# Raising a pig for meat?  First timer!



## Jenny28 (Sep 14, 2011)

Hi all!  We are thinking about getting a pig in the spring and raising it for slaughter.  Is there a sticky thread anywhere that I'm missing that covers alot of this?  I have tons of questions!!!  Thanks!


----------



## Hickoryneck (Sep 14, 2011)

We got a pig this spring to raise up it is a very interesting project I don't know enough to offer lots of advice but will say Do Not Hand Feed the pig it makes them want to bite any hand they see . We now know so the next pig will be strictly pan fed


----------



## Jenny28 (Sep 14, 2011)

Hickoryneck said:
			
		

> We got a pig this spring to raise up it is a very interesting project I don't know enough to offer lots of advice but will say Do Not Hand Feed the pig it makes them want to bite any hand they see . We now know so the next pig will be strictly pan fed


Thanks for the tip!  It's a start!  I want to get lots of info before we dive into this!


----------



## SuburbanFarmChic (Sep 14, 2011)

Pigs pick fences. Quite easily actually.
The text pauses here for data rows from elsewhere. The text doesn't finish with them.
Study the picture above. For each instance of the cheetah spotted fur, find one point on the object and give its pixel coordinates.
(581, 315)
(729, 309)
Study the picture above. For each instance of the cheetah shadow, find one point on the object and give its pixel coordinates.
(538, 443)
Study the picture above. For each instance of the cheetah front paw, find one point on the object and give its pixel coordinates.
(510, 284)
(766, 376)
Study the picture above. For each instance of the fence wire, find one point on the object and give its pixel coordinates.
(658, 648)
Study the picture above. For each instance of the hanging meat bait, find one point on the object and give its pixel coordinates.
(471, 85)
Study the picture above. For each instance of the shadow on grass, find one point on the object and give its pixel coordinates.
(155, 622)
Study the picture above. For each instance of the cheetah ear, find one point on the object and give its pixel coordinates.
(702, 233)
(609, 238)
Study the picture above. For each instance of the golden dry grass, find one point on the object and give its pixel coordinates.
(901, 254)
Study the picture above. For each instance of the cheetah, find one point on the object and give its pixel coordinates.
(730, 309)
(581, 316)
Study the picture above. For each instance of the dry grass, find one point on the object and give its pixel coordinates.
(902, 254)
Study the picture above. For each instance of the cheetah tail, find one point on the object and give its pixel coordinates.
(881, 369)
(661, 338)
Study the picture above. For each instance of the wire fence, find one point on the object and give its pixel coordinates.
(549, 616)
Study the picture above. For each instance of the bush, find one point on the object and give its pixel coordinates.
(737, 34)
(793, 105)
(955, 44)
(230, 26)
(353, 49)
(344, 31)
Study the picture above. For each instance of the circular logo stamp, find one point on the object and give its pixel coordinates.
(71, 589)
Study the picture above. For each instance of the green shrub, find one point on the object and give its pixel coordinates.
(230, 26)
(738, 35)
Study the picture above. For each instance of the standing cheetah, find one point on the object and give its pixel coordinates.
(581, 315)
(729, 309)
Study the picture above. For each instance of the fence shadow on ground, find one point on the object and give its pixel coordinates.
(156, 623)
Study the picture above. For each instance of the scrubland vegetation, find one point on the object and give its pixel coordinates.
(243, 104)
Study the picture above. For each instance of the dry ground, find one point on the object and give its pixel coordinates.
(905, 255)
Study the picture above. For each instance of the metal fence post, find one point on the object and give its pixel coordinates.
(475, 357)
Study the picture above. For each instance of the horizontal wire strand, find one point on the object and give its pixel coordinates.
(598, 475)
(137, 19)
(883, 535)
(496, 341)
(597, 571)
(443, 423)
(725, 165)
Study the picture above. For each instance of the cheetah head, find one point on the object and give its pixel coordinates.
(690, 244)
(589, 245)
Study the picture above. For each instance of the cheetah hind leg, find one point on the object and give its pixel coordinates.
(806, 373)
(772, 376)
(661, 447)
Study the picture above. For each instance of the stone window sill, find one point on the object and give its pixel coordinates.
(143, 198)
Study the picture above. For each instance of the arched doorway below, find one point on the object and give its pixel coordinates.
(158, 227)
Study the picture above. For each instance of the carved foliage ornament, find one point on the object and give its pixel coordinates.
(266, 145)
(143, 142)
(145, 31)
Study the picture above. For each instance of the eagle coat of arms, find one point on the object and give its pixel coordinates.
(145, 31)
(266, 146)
You will need some type of fencing that is strongest at the bottom and a strand or two of electric at pushing height may not be a bad idea.


----------



## redfarmhouse (Sep 28, 2011)

Our son raised three pigs for slaughter last year and is raising 6 this winter.  I will tell you this, raising pigs through the winter is better than in the spring!  Our temps get quite hot in spring and summer and the pig smell increase with the temps.    We will only raise them through the winter now.  It only takes 6 months if you are feeding out to butcher.  So this batch of piglet we got last week will be ready in Feb or March depending on size. 

We feed a mix made by a local mill and plenty of vegetatarian scraps.  They are easy to please and will eat most anything.  No meat for ours though.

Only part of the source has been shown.